Level 4 : The Little Secret

21 3 1
                                    

Ken

Apa kalian tau bagaimana rasanya ditinggalkan? Ah, bukan. Bukan dia yang meninggalkan, tapi aku.

Ini salahku. Aku tau dan sangat sadar akan hal itu. Tapi, apa yang bisa ku perbuat. Aku dulu masih kecil dan bodoh. Tidak mengerti tentang apa yang sedang ku lakukan.

Aku dipaksa. Tidak, tidak. Jika mereka benar-benar memaksaku, aku tidak mungkin bisa meninggalkan 'nya' kan? Jelas-jelas mereka memberi ku pilihan. Dan aku sendiri yang memilih untuk meninggalkannya.

Hingga, bertahun-tahun kemudian.
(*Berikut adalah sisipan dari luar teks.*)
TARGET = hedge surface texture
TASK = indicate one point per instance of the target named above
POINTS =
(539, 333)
Rasa itu hadir. Entah ini sebuah penyesalan atau rasa lainnya. Yang terkadang membuat ku berpikir tentang masa-masa itu. Dan ketika aku tersadar. Aku berusaha mengejarnya. Dan dia seakan-akan berkata 'Apa kau menyesal sekarang?' 'Jika saat itu kau tidak terlalu bodoh untuk memilih meninggalkanku karena rasa takut sialanmu itu, mungkin kau saat ini tidak akan seperti ini kan?' 'Nikmatilah penyesalanmu itu. Nikmati setiap tahun yang telah kau sia-sia kan karena memilih pergi.'

Dan masih banyak lagi hal yang diam-diam tersampaikan kepadaku meski aku tidak mendengarnya. Dan, meski aku berusaha mengabaikannya, tetap saja rasa penyesalan itu ada. Meski sering kali aku menemukan diriku menyalahkan mereka atas penyesalan yang aku miliki. Kata-kata seperti, 'mereka tidak memberiku pemahaman yang cukup tentang apa yang mereka coba lakukan padaku', 'aku bahkan tidak mengetahui kenapa aku melakukan hal ini', dan lain sebagainya menjadi sebuah kata penenang bahwa ini bukan kesalahanku.

Tapi, tetap saja. Aku telah menyia-nyiakan sesuatu yang ternyata nantinya akan ku sesali dan menjadi cintaku.

Apakah ini benar-benar sebuah cinta?

Atau hanya ilusi sebagai hasil dari penyesalanku.

Entahlah aku tidak mengetahui.

______

Cowok itu akhirnya tersadar dari pikirannya sendiri. Entah bagaimana, dia bisa-bisanya menggali hal yang tak seharusnya dia gali. Merobek lagi luka lama yang baru saja mengering. Membiarkan darah terus menetes darinya. Hingga, dia tersadar bahwa dia berdarah ketika rasa sakit itu kembali menyergapnya.

"Hah... Haa... Ha...." Wajahnya pucat. Seperti tidak ada setes darah yang mengalir disana. Perlahan bangkit dari kursinya dan pergi untuk mencari udara segar.

"Lo mau kemana, Ken?" Jojo mengankat kepalanya dari kotak ajaib di tangannya, bertanya kepada cowok yang diam-diam berusaha kabur dari udara yang terasa mencekik dirinya itu.

"Gue mau nyari udara segar." Begitu katanya, sambil memasukkan tangannya ke saku celananya dan pergi ke luar ruangan.

_____

Goblok!

Mana ada udara segara disini.

"..."

Ken termenung. Memikirkan kembali alasannya pergi dari ruangan berukuran 6 x 8 meter itu. Jika dia tidak salah ingat, dia sepertinya berniat untuk melepaskan otak kecilnya itu dari rantai besi yang membelenggu dirinya. Dan kini, dia menemukan dirinya berada di toilet?!

Sepertinya kenangan yang menhantuinya itu benar-benar berhasil merusak sirkuit otaknya hingga dia lupa bahwa tidak ada udara segar di toilet. Tuhan, maafkanlah Ken yang malang ini.

Memutuskan keluar. Ken terus berjalan dengan tujuan 'udara segar'. Membiarkan kakinya membawanya pergi menuju salah satu ruangan yang sepertinya menjadi favoritnya. Perpustakaan.  Berjalan seorang diri dengan kepala yang sedikit menunduk dan tangan yang masuk ke sakunya. Seperti biasa. Namun dengan gaya berjalannya yang acuh tak acuh layaknya anak-anak yang disukai oleh guru killer untuk diberikan perhatian lebih karena tidak mendengarkannya. Tentu saja hal ini membuat aura  yang dikeluarkannya bertabrakan.